Over at Vice News, I’ve got a story with Jason Leopold on 800 pages of FOIAed documents from the NSA pertaining to their response to Edward Snowden. Definitely read it (but go back Monday to read it after VICE has had time to recover from having NSA preemptively release the documents just before midnight last night).
But for now I wanted to point out something crazy.
There were some funny things about the documents handed over to Leopold, some of which I’ll get into over time. By far the funniest is their claim that this email, from SV2 to SV and cc’ed to SV4:
Is the same as this email, from E63 to SV and cc’ed to SV43.
We asked them about that — it was one of the few questions from a list of very detailed questions they actually gave us answers to. Here’s how they explained it.
Due to a technical flaw in an operating system, some timestamps in email headers were unavoidably altered. Another artifact from this technical flaw is that the organizational designators for records from that system have been unavoidably altered to show the current organizations for the individuals in the To/From/CC lines of the header for the overall email, instead of the organizational designators correct at the time the email was sent.
Remember, this is the agency that “kills people based on metadata,” per its former Director, Michael Hayden.
But “due to a technical flaw in an operational system,” it could not preserve the integrity of either the time or the aliases on emails obtained under FOIA.
Update: I asked Douglas Cox, who works on these kinds of issues at CUNY School of Law, about this. Here’s what he had to say:
This is an illustration of why most federal agencies are still “print and file” for email preservation purposes, because many can’t seem to properly preserve email in electronic format.
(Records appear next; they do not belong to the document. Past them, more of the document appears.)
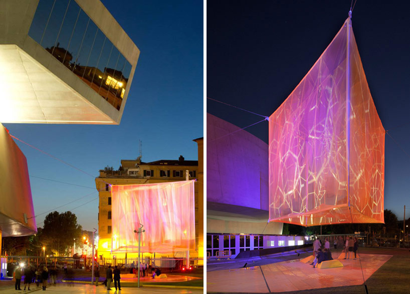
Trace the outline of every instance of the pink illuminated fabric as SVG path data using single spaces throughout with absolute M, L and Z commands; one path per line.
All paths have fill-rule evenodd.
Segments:
M 269 118 L 270 221 L 384 222 L 384 133 L 348 19 Z
M 194 181 L 113 185 L 112 251 L 172 253 L 195 247 Z

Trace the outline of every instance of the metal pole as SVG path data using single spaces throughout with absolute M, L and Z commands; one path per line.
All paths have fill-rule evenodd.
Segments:
M 403 216 L 403 244 L 404 243 L 404 236 L 405 236 L 405 205 L 404 205 L 404 215 Z
M 138 270 L 137 272 L 137 274 L 138 275 L 138 287 L 139 288 L 139 253 L 141 252 L 141 228 L 138 229 Z
M 185 171 L 185 179 L 186 181 L 189 180 L 189 171 L 187 169 Z M 185 265 L 186 266 L 187 268 L 189 268 L 189 250 L 186 250 L 186 260 L 185 260 L 185 263 L 186 263 Z
M 142 227 L 144 226 L 144 225 L 142 224 L 139 224 L 141 225 L 141 227 L 138 228 L 138 231 L 137 230 L 134 230 L 134 233 L 137 233 L 138 234 L 138 287 L 139 288 L 139 254 L 141 252 L 141 233 L 143 233 L 145 231 L 145 230 L 142 229 Z
M 97 231 L 97 229 L 93 228 L 94 231 L 93 232 L 93 256 L 91 257 L 91 284 L 94 284 L 94 234 Z

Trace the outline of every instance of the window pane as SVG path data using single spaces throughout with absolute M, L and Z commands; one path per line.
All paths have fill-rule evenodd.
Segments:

Agencies are supposed to be managing emails electronically by the end of this year, but there are doubts many will get there that soon.
If they had a hard copy version and then screwed up the original electronic version by bringing it on to the live system, that would account for differing headers in copies of “same” email, which is bad enough. To the extent they did not have hard copy and they screwed up the only copy in electronic form that is clearly worse. It does raise a real issue.
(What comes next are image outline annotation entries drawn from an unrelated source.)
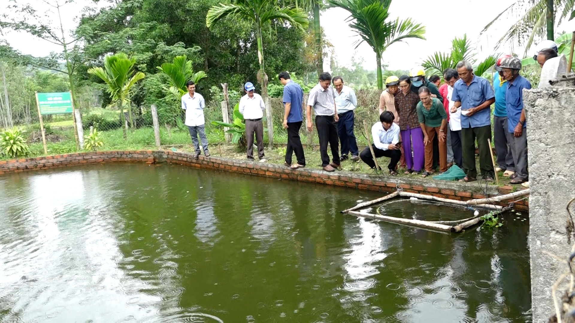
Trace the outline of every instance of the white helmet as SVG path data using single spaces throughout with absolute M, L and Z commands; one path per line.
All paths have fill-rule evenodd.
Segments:
M 555 51 L 555 53 L 559 52 L 557 44 L 554 41 L 546 39 L 537 44 L 537 47 L 535 48 L 535 52 L 533 55 L 533 59 L 537 60 L 537 55 L 539 55 L 539 52 L 547 48 Z

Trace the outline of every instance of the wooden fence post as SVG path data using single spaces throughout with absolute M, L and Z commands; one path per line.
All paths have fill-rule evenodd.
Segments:
M 162 143 L 160 140 L 160 125 L 158 120 L 158 110 L 156 105 L 152 105 L 152 124 L 154 125 L 154 137 L 156 140 L 156 147 L 159 148 Z
M 221 102 L 221 116 L 222 121 L 227 124 L 231 124 L 229 122 L 229 114 L 228 114 L 228 103 L 225 101 Z M 224 135 L 225 137 L 225 142 L 231 143 L 232 141 L 232 134 L 226 132 L 229 130 L 229 127 L 224 127 Z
But your point is right on, even in more mundane contexts not involving drone strikes it is remarkable the disconnect between standards agencies impose and those they practice. When you are producing docs to a govt agency in response to doc requests, eg, you often have to abide by exacting standards in format including careful capture of metadata, but with FOIA you get things like this.
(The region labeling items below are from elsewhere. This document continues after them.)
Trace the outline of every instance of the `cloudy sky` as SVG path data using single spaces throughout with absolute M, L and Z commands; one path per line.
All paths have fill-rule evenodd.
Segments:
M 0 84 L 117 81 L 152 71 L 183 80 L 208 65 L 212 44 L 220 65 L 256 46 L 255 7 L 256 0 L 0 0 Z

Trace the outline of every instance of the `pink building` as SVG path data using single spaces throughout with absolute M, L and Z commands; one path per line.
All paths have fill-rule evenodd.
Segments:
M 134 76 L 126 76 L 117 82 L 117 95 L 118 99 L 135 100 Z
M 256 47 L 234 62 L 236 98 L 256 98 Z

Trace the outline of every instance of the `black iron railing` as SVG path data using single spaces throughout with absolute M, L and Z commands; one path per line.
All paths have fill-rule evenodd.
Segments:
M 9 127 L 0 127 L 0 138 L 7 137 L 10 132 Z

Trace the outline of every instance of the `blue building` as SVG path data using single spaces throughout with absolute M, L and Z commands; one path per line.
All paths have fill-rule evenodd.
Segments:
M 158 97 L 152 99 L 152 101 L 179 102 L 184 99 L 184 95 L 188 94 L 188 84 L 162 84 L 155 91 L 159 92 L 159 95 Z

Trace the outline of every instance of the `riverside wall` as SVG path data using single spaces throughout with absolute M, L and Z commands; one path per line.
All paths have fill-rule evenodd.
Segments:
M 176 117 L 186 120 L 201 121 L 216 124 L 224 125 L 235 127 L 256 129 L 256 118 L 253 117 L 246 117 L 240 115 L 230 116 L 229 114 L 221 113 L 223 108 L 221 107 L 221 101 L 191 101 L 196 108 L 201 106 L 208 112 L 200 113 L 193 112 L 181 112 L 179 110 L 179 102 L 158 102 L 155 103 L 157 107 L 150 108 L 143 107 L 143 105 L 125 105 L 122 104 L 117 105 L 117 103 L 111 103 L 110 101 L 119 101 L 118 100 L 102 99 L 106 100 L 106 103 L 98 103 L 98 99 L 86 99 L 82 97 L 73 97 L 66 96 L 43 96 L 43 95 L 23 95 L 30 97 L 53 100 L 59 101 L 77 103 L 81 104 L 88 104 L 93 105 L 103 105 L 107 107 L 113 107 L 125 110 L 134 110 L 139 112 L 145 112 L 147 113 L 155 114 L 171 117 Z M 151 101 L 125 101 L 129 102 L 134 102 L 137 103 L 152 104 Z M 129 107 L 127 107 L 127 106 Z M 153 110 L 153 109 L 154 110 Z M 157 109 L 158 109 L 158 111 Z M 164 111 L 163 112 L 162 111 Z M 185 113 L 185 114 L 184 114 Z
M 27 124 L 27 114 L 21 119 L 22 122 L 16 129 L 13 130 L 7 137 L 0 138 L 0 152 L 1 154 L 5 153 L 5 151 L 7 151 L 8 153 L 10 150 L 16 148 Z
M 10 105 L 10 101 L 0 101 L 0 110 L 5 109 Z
The artifact in the email — which comes from a string that shows the Compliance training woman modifying her version of the face-to-face interaction with Snowden a year after it happens — must reflect who was printing out documents in timely fashion for the FOIA, and who wasn’t (or perhaps which communications threads they figured they’d include and which they wouldn’t). It may also reflect which of these people are actually complying with Federal Records Act guidelines.